A square packet stood on the floor by the headmaster’s desk. Part of its brown wrapper had been torn to reveal the contents: a row of identical books, each the size of an address book, no more than a few inches in length, and b
ound in a beautiful green.
The headmaster said, ‘Bad habits have to be criticised, Kasmi-sahib. Otherwise nothing will change.’ He registered Mr Kasmi’s glance at the packet of books and bent down to take one out through the opening in the wrapper. ‘They arrived on Monday. The parcel was one of the things in the lost mail-bag.’ He passed the book to Mr Kasmi.
‘The Little Green Book,’ Mr Kasmi read aloud the words embossed in goldleaf on the brow of the book. He opened it. It was a book commissioned by the country’s first chief martial-law administrator and contained ‘the President’s thoughts’. Copies of it had been sent to schools, mosques, cinema houses, hotels, roadside tea-stalls and, it was said at the time, to brothels.
Mr Kasmi was shaking his head. ‘It was …’ he struggled, ‘how many years ago?’
‘Nineteen.
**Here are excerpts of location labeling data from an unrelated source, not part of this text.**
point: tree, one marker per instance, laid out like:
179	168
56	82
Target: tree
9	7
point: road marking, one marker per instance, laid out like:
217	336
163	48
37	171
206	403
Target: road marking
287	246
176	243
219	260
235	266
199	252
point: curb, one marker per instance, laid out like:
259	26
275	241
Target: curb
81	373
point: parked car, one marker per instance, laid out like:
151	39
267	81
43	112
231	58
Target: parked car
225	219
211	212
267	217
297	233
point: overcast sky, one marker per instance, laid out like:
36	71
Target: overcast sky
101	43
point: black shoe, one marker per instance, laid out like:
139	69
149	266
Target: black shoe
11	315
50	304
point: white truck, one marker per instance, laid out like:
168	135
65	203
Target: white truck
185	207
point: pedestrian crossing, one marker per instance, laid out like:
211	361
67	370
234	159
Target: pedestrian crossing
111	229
The gold leaf is still incredibly shiny though.’
Mr Kasmi closed the book.
‘Take it,’ the headmaster offered. ‘I don’t know what to do with them.’
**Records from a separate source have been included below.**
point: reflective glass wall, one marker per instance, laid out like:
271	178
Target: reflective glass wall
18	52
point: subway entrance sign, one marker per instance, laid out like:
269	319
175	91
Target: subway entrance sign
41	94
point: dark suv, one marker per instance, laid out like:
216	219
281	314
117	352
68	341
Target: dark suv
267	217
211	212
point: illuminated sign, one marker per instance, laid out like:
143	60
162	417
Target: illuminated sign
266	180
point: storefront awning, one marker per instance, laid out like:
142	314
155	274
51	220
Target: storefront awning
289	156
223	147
Mr Kasmi unzipped his bag and placed the book inside. ‘Perhaps we should try to block the holes with them.’
His words were choked by the gust of foul smell that rose to meet him from below.
Azhar held the cigarette in his mouth, his lips curling around the yellow filter, and lowered his head to the flame. He inhaled the smoke deep into his body and letting the matchstick fall on to the marble floor stepped on it without looking down.
‘I still don’t know what to do about the post office,’ he said. ‘There’s no sign of the postmaster.’
Mujeeb Ali said, ‘It’ll be hard to find him now. What with this thing last night about the General. He won’t come out into the daylight for a long while yet.’
Azhar nodded. ‘I haven’t received the list yet but I’m sure his name will be near the top.’ The words were muffled by the thick blue smoke he exhaled. The smoke floated out of the open window, towards the twisting river.